A temporada final de Stranger Things encerra uma das séries mais influentes da cultura pop recente com espetáculo visual e ambição estética, mas esbarra em escolhas narrativas seguras demais. Mesmo tecnicamente impecável, o adeus deixa a sensação de que a série terminou menor do que poderia — e menor do que já havia sido.
Nota: 6/10
É curioso como Stranger Things conseguiu algo raro: fazer com que o final da quarta temporada parecesse mais definitivo, mais corajoso e emocionalmente mais satisfatório do que toda a sua temporada de encerramento. A impressão é a de que a série já havia encontrado seu verdadeiro clímax — e, ainda assim, decidiu prolongar a história sem clareza do que realmente queria dizer.
O principal problema da temporada final está na preguiça narrativa disfarçada de espetáculo. Visualmente, a série continua impressionante: efeitos especiais robustos, trilha sonora impactante e direção segura sustentam o peso da marca. Há dinheiro em cena — e ele aparece.

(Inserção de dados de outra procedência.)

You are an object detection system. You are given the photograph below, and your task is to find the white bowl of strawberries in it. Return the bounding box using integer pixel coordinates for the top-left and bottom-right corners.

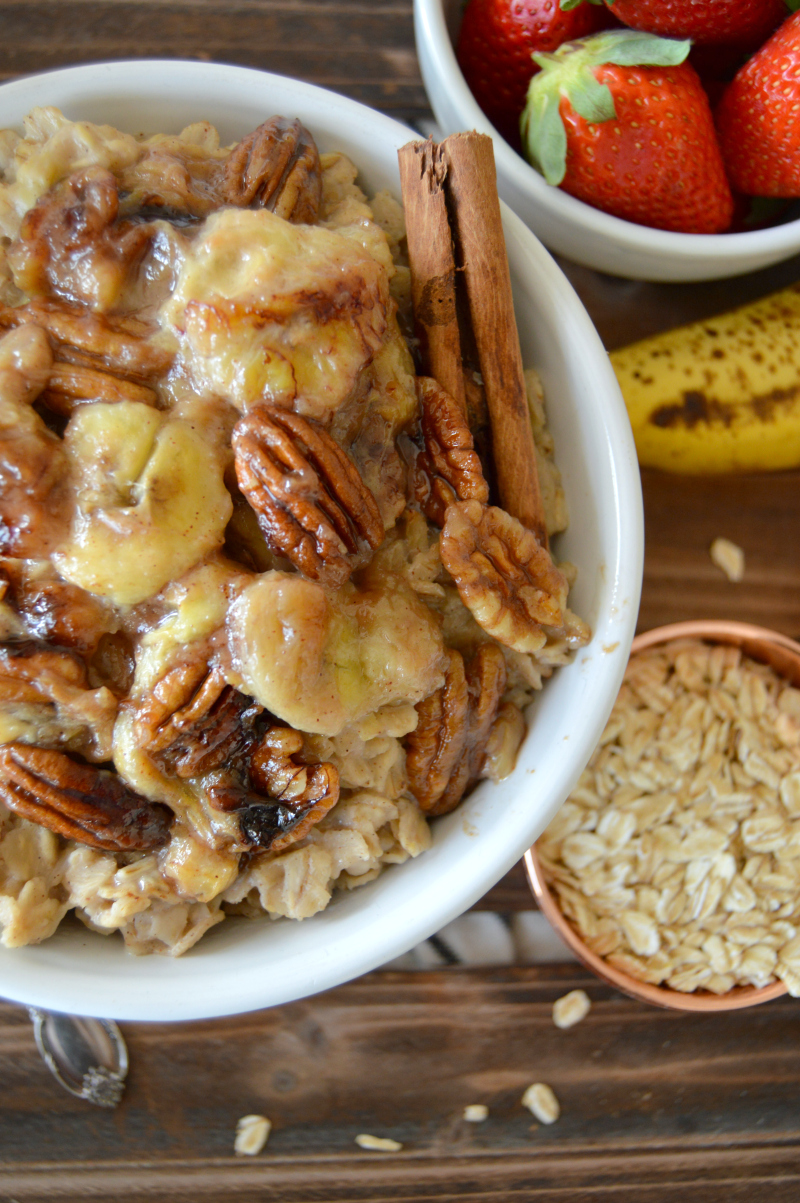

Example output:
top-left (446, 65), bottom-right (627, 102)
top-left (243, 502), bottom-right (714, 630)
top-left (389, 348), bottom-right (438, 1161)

top-left (415, 0), bottom-right (800, 280)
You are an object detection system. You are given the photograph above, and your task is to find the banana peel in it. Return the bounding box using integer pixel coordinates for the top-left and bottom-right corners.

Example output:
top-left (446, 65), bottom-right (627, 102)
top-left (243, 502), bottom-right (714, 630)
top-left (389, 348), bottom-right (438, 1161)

top-left (611, 284), bottom-right (800, 475)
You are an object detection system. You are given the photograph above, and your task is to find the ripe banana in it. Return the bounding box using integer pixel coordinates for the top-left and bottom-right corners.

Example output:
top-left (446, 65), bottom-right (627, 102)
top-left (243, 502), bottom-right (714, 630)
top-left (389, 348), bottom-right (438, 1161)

top-left (611, 284), bottom-right (800, 474)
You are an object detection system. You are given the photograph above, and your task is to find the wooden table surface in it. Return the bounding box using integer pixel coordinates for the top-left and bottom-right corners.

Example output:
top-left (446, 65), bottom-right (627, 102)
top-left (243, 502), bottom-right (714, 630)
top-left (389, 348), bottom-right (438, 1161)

top-left (0, 0), bottom-right (800, 1203)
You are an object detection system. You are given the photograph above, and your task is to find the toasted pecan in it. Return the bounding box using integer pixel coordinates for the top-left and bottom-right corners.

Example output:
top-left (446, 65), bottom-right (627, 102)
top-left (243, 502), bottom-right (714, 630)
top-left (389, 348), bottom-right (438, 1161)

top-left (134, 659), bottom-right (261, 777)
top-left (0, 297), bottom-right (173, 384)
top-left (7, 167), bottom-right (152, 309)
top-left (232, 405), bottom-right (384, 588)
top-left (0, 743), bottom-right (172, 852)
top-left (405, 644), bottom-right (506, 816)
top-left (405, 647), bottom-right (469, 814)
top-left (440, 502), bottom-right (589, 652)
top-left (0, 639), bottom-right (118, 763)
top-left (208, 725), bottom-right (339, 852)
top-left (221, 117), bottom-right (322, 225)
top-left (42, 362), bottom-right (158, 416)
top-left (409, 377), bottom-right (488, 526)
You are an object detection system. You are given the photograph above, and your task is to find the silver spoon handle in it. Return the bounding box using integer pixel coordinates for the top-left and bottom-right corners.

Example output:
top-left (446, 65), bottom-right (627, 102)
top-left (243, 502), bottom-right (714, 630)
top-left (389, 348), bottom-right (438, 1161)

top-left (28, 1007), bottom-right (128, 1107)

O chamado “visual de centavos” é evidente em cada episódio, com batalhas grandiosas, cenários elaborados e uma estética pensada para parecer épica do início ao fim.
No entanto, por trás dessa embalagem luxuosa, o roteiro apresenta furos difíceis de ignorar, soluções convenientes e conflitos resolvidos mais por obrigação de encerrar a trama do que por coerência interna. A grandiosidade visual acaba funcionando como cortina de fumaça para uma história que evita decisões realmente difíceis.
Outro ponto frustrante é a falta de desenvolvimento real das relações. Personagens que caminharam juntos por anos terminam a série sem diálogos à altura de suas trajetórias. Amizades, romances e laços familiares são tratados de forma apressada, quase protocolar, como se a série estivesse apenas “checando itens” antes de subir os créditos finais. Falta tempo de respiro, falta silêncio, falta emoção sustentada.
Quando se fala em coragem narrativa, Stranger Things falha novamente. Assim como em temporadas anteriores, a série não se permite matar personagens centrais, optando pela fórmula já desgastada de introduzir figuras secundárias ou novas apenas para cumprir o papel de sacrifício emocional. O risco nunca é real — e o público percebe.
O ponto mais controverso e talvez o mais decepcionante — é a condução da chamada “morte” de Eleven. Transformar um momento que deveria ser definitivo em uma decisão ambígua, transferindo ao público a responsabilidade de interpretar se ela morreu ou não, soa como indecisão narrativa. Não é profundidade; é receio de se comprometer. Um final que tenta agradar a todos acaba não satisfazendo plenamente ninguém.
No fim, a temporada final de Stranger Things não é ruim, mas é claramente menor do que o impacto que a série construiu ao longo dos anos. Falta ousadia, falta risco e sobra nostalgia usada como muleta emocional. A quarta temporada encerrou a história com mais peso, mais verdade e mais coragem do que este último capítulo.
Conclusão
Um encerramento visualmente quase grandioso e financeiramente evidente, mas narrativamente conservador e emocionalmente apressado. Para uma série que marcou uma geração, o adeus poderia e deveria ter sido mais corajoso.